A central theme of this novel that jumps out to me is the need for self-mastery and individual morality(Lancelot, Guinevere, the Orkneys etc.) and mental integrity (Arthur, Gaheris, Merlin etc.). Sadly, the silver-tongued Mordred is a symbol that even the greatest of us can make mistakes. Arthur’s being seduced by Morgause (and his subsequent treatment of infant Mordred) was as much a keystone to the eventual fall of Camelot as Lancelot and Guinevere’s infidelity.  Gawaine, so loyal to his family that it proved destructive to himself, his Lord, and his brothers ultimately failed to put Right for Right’s sake before his dogged loyalty.

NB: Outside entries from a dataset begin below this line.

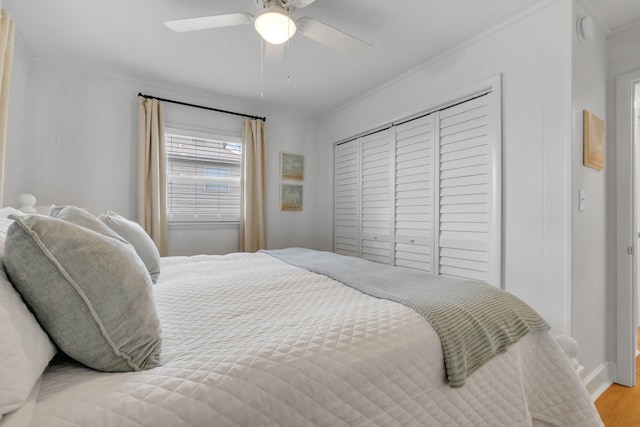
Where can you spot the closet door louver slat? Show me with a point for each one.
(426, 194)
(377, 200)
(464, 190)
(347, 199)
(414, 194)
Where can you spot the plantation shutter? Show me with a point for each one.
(414, 194)
(465, 190)
(347, 199)
(377, 200)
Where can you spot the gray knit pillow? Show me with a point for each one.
(89, 291)
(133, 233)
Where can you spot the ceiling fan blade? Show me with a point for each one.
(297, 3)
(331, 37)
(207, 22)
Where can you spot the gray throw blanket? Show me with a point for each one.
(475, 321)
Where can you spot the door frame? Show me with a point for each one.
(627, 229)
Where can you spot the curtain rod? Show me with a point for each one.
(264, 119)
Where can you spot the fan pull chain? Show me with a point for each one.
(288, 57)
(262, 68)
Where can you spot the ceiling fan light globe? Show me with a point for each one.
(275, 26)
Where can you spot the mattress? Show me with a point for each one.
(249, 340)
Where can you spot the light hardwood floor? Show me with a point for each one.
(619, 406)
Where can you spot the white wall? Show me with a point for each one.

Ultimately one of the key lessons I got from The Once and Future King is that there is no force on Earth we can rely on other the human principle of unbiased goodness. Arthur tries to channel anger into a productive tool, it ultimately fails him and begins to consume itself. Even justice, which he labors so hard to institute above human emotion must be guided by a moral heart, or else it could be manipulated to destroy the people he loved. Lancelot tries to convert his lust and inner weakness into outer strength and ultimately he was defeated by problems that only inner fortitude could resolve. All the loyalty and power in the world couldn’t replace the need for love, forgiveness, and a personal understanding of self-worth for Gawaine and his brothers.

I love The Once and Future King because it teaches me about myself and the people around me in this crazy little world we live in. I recommend reading it very slowly, I read it over eight or nine days with a notebook next to me so I could write down some of my favorite quotes and impressions. I love the Once and Future King because here I sit, more than three weeks later and I’m still thinking about it, making new connections and understanding more about the characters and what T.H. White was trying to help me see. I love The Once and Future King. Give it a try, I bet you will too.